The banking system solved the vertical integration issue by introducing credit cards in the 1980s for low quantity daily spending. It also allowed retail banks to finance long term mortgages with similar stabilizing scope. All these generate a constant flow of recurring revenues. It lowers rates.
Let’s get back to our original question. What is the scale in the banking system that you can reach as a project manager?
You can expect the amount of financing that is enough to support the salaries of the employees that will work on the project. If you build a new industry that will employ one hundred people for ten years, you can expect to get a thousand times the GDP. It is the same case if you can provide better jobs than the ones available.
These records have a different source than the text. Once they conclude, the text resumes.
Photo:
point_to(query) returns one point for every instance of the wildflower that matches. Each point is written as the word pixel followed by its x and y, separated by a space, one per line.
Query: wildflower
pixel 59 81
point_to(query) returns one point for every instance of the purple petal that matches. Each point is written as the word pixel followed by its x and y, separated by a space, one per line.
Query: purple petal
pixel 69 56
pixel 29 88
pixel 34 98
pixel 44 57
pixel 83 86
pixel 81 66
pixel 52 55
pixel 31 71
Once the product is sold, the system requires you to pay back the loan from it. Multiplication effects of such projects create even more jobs as a plus. This makes both Friedman and Keynes fans happy. Whether the government or private organizations accept the loans is a matter of taste of the sitting President. Tribalism, gated communities, and apartheid like structures disrupt the economy on the other hand.
Will you get the funds that you need? People would be unemployed or underemployed otherwise. If you see underemployed, you may find the funds needed. The project will be the recurring revenue, and possibly a lifelong investment for the people involved with a positive effect even in their retirement.
This article was revised on October 23, 2023.